Réintégration possible : dans les entreprises d'au moins 11 salariés, si le salarié en fait la demande et que l'employeur refuse, ce dernier devra verser une indemnité ne pouvant être inférieure aux salaires des six derniers mois (article L. 1235-3-1).

Le risque de requalification en licenciement pour faits fautifs déjà sanctionnés

Si l'employeur ne distingue pas clairement, dans la lettre de licenciement, le refus de mutation de la faute initiale, le juge peut considérer qu'il sanctionne deux fois les mêmes faits.

L'article L. 1333-2 du Code du travail prohibe expressément cette double sanction. Le licenciement serait alors annulé, avec toutes les conséquences financières exposées ci-dessus.

Les délais de prescription à respecter

L'action en contestation du licenciement se prescrit par douze mois à compter de la notification du licenciement (article L. 1471-1 du Code du travail).

Pour l'employeur, la mutation disciplinaire comme le licenciement pour refus doivent intervenir dans les délais prescrits :

  • Deux mois maximum pour engager une procédure disciplinaire à compter de la connaissance des faits fautifs (article L. 1332-4)
  • Ce délai s'applique à la convocation à l'entretien préalable, pas à la notification de la sanction

Les bonnes pratiques opérationnelles

Anticiper dès la notification de la mutation disciplinaire

Document à produire : la lettre de mutation disciplinaire doit préciser explicitement que le refus éventuel d'exécuter cette sanction pourra constituer un motif de licenciement, sous réserve du respect d'une nouvelle procédure.
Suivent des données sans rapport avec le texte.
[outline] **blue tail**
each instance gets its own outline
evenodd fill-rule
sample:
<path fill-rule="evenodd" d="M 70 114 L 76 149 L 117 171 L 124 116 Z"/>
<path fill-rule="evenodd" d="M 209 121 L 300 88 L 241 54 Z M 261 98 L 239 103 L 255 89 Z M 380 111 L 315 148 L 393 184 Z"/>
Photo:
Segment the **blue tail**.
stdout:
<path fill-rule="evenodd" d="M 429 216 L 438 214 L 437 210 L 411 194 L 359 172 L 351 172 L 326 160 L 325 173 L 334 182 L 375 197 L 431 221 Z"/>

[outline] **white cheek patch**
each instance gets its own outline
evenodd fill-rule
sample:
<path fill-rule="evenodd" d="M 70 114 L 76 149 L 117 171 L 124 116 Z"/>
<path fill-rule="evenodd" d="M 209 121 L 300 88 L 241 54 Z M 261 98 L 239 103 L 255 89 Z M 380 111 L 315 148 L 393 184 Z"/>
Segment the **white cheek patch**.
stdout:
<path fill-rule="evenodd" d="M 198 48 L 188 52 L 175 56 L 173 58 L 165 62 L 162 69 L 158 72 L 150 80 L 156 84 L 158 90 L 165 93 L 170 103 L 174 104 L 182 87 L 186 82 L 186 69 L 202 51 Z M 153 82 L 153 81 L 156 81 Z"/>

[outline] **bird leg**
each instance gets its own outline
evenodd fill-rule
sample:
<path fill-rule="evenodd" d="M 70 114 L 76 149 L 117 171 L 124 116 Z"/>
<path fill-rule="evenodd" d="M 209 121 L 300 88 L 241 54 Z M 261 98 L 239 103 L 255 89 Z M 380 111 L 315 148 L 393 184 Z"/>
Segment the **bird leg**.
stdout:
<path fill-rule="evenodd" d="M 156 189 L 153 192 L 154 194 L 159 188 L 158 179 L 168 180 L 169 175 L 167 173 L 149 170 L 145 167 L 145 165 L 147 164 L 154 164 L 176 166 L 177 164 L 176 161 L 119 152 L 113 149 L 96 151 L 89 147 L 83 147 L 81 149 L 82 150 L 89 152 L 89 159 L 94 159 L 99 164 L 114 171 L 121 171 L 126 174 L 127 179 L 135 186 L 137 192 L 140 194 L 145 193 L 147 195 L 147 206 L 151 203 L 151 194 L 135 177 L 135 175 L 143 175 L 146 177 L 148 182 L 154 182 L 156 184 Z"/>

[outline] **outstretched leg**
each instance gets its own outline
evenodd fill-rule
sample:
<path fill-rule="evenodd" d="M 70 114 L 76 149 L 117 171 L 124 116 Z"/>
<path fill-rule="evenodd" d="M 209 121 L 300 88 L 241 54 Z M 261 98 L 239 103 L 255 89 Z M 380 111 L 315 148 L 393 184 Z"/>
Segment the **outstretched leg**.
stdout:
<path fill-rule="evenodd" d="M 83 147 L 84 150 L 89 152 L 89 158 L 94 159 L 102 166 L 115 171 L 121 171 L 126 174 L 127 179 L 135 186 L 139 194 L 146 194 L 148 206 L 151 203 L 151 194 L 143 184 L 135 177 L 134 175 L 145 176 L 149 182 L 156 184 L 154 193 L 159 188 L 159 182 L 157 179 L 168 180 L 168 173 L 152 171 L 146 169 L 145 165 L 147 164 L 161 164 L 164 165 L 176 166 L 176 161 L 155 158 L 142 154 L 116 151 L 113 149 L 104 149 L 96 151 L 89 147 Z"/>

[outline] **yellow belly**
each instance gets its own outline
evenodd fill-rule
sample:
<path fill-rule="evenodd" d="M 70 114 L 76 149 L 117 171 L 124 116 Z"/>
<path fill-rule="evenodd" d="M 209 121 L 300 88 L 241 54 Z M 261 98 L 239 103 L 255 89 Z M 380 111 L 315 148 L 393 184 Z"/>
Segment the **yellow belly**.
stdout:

Cette mention, sans valeur juridique contraignante, a une utilité pédagogique : elle informe le salarié des conséquences de son refus et prépare la suite procédurale.

Sécuriser le constat du refus

Timing : laisser au salarié un délai raisonnable pour accepter ou refuser la mutation (généralement 8 à 15 jours selon la jurisprudence relative aux modifications du contrat de travail).

Preuve écrite : adresser une mise en demeure recommandée avec AR demandant au salarié de confirmer sa position par écrit et de rejoindre son poste à une date précise.

Constat d'huissier : en cas d'absence au nouveau poste, un constat d'absence peut être dressé pour documenter le refus d'exécution.

Documenter l'entretien préalable au licenciement

L'employeur a intérêt à :

  • Rédiger un procès-verbal de l'entretien préalable, mentionnant les échanges et les explications du salarié
  • Conserver tous les éléments de preuve du refus (courriers, courriels, attestations de collègues ou managers)
  • Constituer un dossier complet remis au salarié ou tenu à sa disposition avant l'entretien

Rédiger une lettre de licenciement sans ambiguïté

Modèle de rédaction :

"Nous vous avons notifié le [date] une mutation disciplinaire vers [lieu], à titre de sanction pour [faits sanctionnés]. Par courrier du [date], vous avez refusé d'exécuter cette mutation. Malgré notre mise en demeure du [date], vous n'avez pas rejoint votre poste à la date fixée.

Ce refus d'exécuter une décision de l'employeur prise dans l'exercice de son pouvoir disciplinaire constitue une insubordination caractérisée rendant impossible la poursuite de votre contrat de travail.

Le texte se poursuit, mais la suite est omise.